This position is for a hybrid Quality Assurance / Product Engineer role at our Oakland, CA office. Our company needs a product engineer who can manage NextGen Jane’s product pipelines, including supplier evaluation, manufacturing, troubleshooting, and testing. This role also includes developing and maintaining our Quality Management System including developing procedures, systems, and auditing per medical device regulations (21CFR820 & ISO13485), including design and document controls.

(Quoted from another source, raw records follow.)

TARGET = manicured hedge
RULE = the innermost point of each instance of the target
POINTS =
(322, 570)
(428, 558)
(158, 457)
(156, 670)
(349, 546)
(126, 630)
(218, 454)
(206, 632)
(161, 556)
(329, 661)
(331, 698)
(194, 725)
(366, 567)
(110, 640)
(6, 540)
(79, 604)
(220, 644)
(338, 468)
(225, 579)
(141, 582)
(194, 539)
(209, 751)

Primary Duties and Responsibilities
- Lead multi-collaborative relationships in every stage of manufacturing from vendors to consultants and contractors involved in the product lifecycle
- Lead cross-functional teams to find and manage contract manufacturers for NGJ’s medical devices and laboratory tests. This will include troubleshooting efforts of NGJ’s products and manufacturing processes
- Maintain Quality Management System, including writing and updating product documentation as necessary as well as developing systems to appropriately handle documentation, product and vendor relationships
- Lead design verification and validation testing efforts including developing appropriate testing protocols based on written specifications and design input requirements
- Coordinate builds of NGJ’s devices, ensuring sufficient quantity and quality of product is manufactured
- Manage product inventory, both at NGJ and at external vendor sites
A master’s degree or equivalent work experience is required (undergraduate degree and 1-2 years of work experience is sufficient). Experience in a regulated product environment (i.e., medical devices, contract manufacturing for medical devices, pharma). Interest in developing systems in an innovative company environment. Preferred candidates will be adaptable, with strong cross-functional communication skills and an interest in reproductive health.